Dr. Nora Volkow, director of the National Institute on Drug Abuse, recently stepped forward to help clarify some of the misinformation circling marijuana and cannabidiol. As one of the world’s top experts on the application and misuse of cannabis and research, Volkow believes “what we can say with certainty is that cannabis contains active ingredients with potential therapeutic properties. In fact, the FDA has already approved medicines based on THC for the treatment of wasting syndrome and to control nausea in chemotherapy patients.”
While it may be a surprise to some that the FDA has actually approved products recognizing some of the positive aspects of THC, what shouldn’t come as a surprise is the support behind cannabidiol (CBD).
“There is also a great deal of interest in developing medications based on another constituent of the cannabis plant called cannabidiol” Volkow believes. “CBD, which does not give users the classic ‘high,’ has shown some promise in controlling seizures in children with severe forms of epilepsy (including Dravet and Lennox-Gastaut syndromes), and preliminary trials of a CBD-based drug are underway by GW Pharmaceuticals. There are likely many more applications for these other cannabinoids that are supported by a scientific rationale and some intriguing preliminary results that warrant more research.”

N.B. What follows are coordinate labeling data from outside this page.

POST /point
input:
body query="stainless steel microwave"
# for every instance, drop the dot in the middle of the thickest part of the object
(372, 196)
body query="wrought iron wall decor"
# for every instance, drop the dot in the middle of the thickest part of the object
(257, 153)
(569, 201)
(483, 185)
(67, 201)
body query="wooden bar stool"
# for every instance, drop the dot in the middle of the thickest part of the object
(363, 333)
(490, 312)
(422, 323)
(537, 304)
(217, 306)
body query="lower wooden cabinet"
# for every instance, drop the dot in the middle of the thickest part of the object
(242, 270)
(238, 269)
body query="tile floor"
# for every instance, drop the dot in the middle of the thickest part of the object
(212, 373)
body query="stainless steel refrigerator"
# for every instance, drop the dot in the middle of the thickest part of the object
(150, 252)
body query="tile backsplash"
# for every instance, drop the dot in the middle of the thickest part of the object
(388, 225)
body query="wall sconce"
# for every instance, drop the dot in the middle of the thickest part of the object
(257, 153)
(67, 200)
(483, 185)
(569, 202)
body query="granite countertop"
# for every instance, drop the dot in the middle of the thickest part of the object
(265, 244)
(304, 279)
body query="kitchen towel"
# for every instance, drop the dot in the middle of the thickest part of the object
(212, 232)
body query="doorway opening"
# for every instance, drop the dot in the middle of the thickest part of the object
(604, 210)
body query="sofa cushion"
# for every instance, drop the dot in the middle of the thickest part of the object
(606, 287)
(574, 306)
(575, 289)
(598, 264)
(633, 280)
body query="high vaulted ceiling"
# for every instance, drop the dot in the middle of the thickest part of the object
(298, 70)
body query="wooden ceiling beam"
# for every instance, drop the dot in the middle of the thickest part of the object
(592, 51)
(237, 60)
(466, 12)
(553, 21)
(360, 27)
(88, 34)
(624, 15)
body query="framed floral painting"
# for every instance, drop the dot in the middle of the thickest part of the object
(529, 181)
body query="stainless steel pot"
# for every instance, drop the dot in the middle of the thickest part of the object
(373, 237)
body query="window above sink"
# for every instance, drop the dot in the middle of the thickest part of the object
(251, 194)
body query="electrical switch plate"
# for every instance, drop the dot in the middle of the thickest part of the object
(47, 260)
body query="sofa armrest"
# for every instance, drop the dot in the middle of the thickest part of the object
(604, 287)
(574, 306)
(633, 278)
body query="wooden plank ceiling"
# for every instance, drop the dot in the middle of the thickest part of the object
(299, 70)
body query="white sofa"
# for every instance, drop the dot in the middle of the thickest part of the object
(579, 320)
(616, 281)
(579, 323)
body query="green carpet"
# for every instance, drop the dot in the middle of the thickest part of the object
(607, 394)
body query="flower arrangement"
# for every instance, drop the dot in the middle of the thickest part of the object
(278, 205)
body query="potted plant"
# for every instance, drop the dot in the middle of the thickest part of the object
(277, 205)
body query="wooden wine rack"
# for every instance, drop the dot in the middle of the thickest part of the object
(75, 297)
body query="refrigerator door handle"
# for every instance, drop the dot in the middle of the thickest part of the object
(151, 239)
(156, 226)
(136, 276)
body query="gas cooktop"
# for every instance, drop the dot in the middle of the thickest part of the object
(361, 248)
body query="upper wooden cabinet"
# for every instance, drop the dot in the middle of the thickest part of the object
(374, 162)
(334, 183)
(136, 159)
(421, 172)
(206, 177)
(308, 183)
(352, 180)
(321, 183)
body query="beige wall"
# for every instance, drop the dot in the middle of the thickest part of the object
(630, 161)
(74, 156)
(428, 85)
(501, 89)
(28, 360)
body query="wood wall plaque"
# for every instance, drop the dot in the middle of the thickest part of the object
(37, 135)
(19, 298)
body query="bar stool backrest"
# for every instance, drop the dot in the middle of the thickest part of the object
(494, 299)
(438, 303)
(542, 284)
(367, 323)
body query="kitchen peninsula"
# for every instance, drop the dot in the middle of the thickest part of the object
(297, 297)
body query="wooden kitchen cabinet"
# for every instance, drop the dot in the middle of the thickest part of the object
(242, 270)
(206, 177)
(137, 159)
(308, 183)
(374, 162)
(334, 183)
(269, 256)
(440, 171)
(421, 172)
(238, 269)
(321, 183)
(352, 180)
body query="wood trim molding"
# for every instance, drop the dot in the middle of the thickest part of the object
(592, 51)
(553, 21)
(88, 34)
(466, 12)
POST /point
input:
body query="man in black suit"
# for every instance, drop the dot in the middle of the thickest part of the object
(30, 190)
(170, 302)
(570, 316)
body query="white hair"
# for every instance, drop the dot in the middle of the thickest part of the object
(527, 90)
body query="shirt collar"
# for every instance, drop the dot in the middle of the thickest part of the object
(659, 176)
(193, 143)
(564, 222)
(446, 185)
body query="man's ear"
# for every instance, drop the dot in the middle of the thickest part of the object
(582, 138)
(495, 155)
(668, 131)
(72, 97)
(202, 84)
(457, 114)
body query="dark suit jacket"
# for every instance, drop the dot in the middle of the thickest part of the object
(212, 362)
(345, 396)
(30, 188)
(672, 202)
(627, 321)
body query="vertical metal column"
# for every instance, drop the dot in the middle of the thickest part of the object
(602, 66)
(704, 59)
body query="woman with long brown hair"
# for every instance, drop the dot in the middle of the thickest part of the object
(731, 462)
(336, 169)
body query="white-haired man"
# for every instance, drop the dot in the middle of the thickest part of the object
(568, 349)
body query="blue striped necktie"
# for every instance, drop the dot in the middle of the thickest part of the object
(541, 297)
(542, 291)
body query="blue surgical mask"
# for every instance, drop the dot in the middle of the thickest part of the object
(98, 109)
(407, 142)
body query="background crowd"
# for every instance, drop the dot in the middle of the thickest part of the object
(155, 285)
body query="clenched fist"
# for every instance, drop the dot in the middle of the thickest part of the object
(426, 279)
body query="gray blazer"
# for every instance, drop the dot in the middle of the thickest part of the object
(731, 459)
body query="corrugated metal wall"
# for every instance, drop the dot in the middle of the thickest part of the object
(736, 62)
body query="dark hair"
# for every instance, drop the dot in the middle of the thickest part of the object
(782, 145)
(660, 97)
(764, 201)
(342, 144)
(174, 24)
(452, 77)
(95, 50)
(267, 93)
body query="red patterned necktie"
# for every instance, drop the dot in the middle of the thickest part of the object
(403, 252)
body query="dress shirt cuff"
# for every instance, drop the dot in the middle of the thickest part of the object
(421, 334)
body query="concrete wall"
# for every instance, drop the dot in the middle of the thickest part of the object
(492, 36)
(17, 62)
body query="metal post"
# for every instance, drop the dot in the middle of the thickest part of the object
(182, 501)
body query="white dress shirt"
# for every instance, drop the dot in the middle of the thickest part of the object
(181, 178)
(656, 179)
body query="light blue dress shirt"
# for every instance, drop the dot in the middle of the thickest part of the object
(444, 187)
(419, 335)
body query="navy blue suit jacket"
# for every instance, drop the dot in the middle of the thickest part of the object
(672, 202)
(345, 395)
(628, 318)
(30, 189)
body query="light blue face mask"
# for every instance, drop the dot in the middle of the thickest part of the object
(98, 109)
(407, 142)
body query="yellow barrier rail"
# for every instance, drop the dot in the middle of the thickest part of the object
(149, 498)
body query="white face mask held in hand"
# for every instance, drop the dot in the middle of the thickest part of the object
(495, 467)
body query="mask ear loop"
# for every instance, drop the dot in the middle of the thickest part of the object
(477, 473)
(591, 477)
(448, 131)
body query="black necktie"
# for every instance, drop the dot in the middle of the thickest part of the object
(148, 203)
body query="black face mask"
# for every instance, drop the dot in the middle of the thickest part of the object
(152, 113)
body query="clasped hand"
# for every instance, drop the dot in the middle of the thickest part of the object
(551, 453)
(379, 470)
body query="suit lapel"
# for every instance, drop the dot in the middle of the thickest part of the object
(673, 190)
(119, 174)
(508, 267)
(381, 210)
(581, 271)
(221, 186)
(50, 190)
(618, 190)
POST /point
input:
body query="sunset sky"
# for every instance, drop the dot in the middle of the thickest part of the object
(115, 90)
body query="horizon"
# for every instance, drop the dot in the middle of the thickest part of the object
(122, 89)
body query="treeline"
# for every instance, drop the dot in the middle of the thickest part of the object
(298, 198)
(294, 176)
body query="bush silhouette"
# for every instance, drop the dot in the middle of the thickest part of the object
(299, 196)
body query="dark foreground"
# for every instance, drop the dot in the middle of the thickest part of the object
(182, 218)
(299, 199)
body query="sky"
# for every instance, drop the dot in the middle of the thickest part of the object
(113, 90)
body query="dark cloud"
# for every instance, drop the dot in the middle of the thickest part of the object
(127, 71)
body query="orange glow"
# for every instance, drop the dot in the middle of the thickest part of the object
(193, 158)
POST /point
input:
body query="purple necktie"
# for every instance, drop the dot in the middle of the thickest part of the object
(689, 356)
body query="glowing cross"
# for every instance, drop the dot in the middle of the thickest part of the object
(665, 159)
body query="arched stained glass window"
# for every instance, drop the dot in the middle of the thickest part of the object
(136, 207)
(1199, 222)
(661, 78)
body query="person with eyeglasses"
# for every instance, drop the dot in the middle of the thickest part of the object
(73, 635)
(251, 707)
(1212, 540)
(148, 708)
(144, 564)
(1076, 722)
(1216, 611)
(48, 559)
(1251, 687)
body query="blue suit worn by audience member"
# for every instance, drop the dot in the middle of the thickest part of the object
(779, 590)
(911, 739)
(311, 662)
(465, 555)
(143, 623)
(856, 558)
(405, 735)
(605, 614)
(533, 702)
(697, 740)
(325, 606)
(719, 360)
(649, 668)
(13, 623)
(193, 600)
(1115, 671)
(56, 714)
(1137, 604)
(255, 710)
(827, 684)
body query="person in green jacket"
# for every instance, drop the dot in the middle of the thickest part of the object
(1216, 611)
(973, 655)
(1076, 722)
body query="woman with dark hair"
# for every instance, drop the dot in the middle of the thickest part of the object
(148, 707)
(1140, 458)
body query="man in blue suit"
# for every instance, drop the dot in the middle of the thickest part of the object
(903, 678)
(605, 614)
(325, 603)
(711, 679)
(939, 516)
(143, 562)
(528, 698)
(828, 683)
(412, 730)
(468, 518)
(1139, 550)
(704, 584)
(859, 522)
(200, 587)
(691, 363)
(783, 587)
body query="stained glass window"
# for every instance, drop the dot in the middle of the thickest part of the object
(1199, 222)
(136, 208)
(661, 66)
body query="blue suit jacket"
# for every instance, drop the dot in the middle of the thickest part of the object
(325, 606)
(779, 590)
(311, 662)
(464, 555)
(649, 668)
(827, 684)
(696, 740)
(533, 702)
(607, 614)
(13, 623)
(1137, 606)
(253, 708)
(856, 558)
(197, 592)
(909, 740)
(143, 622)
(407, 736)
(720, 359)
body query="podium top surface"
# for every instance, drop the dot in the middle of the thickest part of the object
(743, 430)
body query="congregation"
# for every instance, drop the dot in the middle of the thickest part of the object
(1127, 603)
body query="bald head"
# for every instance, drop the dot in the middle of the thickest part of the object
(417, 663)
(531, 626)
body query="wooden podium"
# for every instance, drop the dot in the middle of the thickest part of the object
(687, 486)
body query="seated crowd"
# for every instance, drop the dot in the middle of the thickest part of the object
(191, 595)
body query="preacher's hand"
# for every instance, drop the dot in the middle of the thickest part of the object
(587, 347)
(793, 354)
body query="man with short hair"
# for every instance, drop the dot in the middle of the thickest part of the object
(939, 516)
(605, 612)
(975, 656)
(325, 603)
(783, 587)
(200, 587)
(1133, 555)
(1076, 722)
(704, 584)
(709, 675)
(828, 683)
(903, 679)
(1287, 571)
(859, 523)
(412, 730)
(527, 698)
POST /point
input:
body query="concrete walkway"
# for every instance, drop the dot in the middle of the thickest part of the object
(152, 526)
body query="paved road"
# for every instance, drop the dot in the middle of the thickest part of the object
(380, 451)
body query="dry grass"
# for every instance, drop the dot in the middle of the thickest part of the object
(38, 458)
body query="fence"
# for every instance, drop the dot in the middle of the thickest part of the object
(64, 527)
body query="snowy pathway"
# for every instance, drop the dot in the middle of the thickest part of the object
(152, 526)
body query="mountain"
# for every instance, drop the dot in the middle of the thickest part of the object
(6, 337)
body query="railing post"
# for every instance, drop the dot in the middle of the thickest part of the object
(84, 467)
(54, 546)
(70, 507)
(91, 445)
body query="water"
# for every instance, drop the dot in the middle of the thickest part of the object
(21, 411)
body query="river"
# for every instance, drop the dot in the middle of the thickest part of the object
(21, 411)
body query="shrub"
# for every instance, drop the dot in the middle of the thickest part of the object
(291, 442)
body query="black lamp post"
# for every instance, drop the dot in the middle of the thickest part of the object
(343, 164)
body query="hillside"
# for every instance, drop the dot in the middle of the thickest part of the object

This support comes as encouraging stories continue to make headlines. At Camp Candlelight in Prescott, Arizona, 11 year old Mercedes Gonzalez became the the first child to legally use cannabis oil for treating her epilepsy. Its reported that she began suffering from epilepsy at the early age of 3, but thanks to a high-CBD strain of medical marijuana, the frequency of her seizures reduced so much she was able to attend summer camp for the first time this year.
Over the course of her illness, Mercedes had been given 23 anti-epileptic drugs and even a Vagus Nerve Stimulator — a device similar to a pacemaker that emits pulses of electricity to prevent or stop seizures — but nothing seemed to help her.
“She was a total zombie. She was so drugged out she could not stay awake. There were some that made her hallucinate,” said Yolanda Daniels, Mercedes’ grandmother and legal guardian.
In Perth, Australia, Joelle Neville, mother of an epileptic daughter, suffered from the same trial and errors. It took more than 20 anti-epileptic medications until Neville found hemp cbd oil worked as a treatment for her daughter. Her daughter Ava’s progress prompted her mum to make a submission to the current federal inquiry into medicinal cannabis.
Without treatment, Ava could experience up to 20 seizures a day. Today, thanks to hemp oil, that has been reduced to about two seizures a day. Neville said 10-year-old Ava’s cognitive abilities had doubled since last year and she now reads at a six-year-old level – an achievement that has left her teachers dumbfounded.
“It’s miraculous, really. She’s calm and attentive but she’s certainly not high,” Ms Neville said.
The drug has been life-changing for the family, who previously had lived off five hours of broken sleep each night for the past five years due to Ava’s seizures.
The National Epilepsy Foundation is also supportive of these families who have found this solution to reducing seizures. They are pro-medical marijuana and are asking federal and state governments to reverse their stance on the drug.
Its statement read: “If a patient and their healthcare professionals feel that the potential benefits of medical marijuana for uncontrolled epilepsy outweigh the risks, then families need to have that legal option now — not in five years or 10 years. For people living with severe uncontrolled epilepsy, time is not on their side.”